The results obtained through correlation coefficient statistical analysis for hypothesis testing to determine the degree of relationship among the variables indicated the significant positive correlation between the dependent variable of intention to use e-health and the independent variables of the research hypothesis (see Table 2). These findings corresponds with results from other published studies (Adebayo & Ofoegbu, 2014; Bergoeing, Loayza & Piguillem, 2010; Hoque, Mazmum & Bao, 2014; Qureshi et al., 2013), who stated that technical infrastructures, IT literacy and experience, as well as attitude, belief, and willingness of the healthcare professionals have significant influence on their intention to use the e-health technology applications.

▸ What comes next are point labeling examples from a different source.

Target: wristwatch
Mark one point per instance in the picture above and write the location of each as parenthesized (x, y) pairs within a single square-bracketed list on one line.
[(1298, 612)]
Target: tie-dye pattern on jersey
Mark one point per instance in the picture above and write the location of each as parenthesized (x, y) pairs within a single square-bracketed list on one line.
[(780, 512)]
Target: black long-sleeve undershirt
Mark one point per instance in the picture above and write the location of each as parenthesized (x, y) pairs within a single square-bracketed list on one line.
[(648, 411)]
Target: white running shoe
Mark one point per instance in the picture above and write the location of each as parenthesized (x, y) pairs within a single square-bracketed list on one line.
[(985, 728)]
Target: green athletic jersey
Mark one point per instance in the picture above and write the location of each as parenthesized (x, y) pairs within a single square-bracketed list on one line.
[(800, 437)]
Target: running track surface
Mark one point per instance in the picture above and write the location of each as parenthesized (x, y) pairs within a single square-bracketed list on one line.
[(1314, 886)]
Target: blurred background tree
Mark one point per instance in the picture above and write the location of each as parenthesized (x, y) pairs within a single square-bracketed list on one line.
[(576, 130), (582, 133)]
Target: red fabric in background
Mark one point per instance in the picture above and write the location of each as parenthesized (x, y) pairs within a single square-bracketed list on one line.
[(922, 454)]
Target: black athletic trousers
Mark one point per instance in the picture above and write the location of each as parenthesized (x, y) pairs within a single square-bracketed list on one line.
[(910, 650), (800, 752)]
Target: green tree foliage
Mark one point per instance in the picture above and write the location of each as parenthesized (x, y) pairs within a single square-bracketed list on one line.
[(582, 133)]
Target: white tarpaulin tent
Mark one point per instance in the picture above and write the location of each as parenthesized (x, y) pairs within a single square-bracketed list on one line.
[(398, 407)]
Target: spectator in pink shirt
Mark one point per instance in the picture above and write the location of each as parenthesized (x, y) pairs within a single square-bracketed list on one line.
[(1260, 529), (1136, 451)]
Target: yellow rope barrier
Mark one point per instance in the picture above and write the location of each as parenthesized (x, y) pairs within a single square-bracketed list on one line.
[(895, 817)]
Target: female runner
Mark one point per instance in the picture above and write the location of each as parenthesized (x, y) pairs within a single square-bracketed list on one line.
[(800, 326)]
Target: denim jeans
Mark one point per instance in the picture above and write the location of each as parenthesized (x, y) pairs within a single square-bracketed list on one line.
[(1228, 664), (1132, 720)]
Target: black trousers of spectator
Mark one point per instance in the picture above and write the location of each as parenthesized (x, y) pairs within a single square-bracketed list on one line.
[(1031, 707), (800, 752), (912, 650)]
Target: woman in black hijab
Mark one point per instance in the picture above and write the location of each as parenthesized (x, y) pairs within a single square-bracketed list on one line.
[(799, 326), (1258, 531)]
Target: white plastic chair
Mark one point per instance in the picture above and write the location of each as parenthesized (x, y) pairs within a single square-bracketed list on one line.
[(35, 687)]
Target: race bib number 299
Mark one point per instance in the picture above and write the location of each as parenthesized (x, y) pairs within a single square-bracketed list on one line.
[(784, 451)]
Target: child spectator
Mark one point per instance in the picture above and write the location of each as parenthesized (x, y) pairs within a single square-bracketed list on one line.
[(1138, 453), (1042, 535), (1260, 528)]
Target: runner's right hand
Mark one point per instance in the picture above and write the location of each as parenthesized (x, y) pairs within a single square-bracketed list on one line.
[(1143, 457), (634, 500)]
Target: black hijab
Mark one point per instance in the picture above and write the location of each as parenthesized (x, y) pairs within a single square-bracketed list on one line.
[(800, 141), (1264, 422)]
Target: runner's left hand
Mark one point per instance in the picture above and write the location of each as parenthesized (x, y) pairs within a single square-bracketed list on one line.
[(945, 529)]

Limitations and future research
Our study is limited by geographical scaling, having been conducted in one country and focused on 15 hospitals only. This is owing mainly to shortage of funds, as grants for research are not easily accessible or readily obtainable. Therefore, there is room for making its scope wider and its findings more reliable and generalized if more countries and additional hospitals are visited and examined. However, based on the related literature reviewed, we were able to identify and study the situation in other countries. We suggest that future researchers would fill in whatever yawning gap that is perceived between our current findings and what vistas remained to be uncovered.
Another limitation is that the study is cross sectional, which is considered fast, simple, and less expensive to perform. However, a cross sectional study could be biased, where participants who took part in the study failed to represent the views of the whole population, affecting consequently, the generalizibility of the research findings. This is because it is based on a questionnaire survey, and participants are interviewed only once (Sedgwick, 2014). Hence, future study should consider adopting a longitudinal approach, where participants are interviewed severally over a period of time.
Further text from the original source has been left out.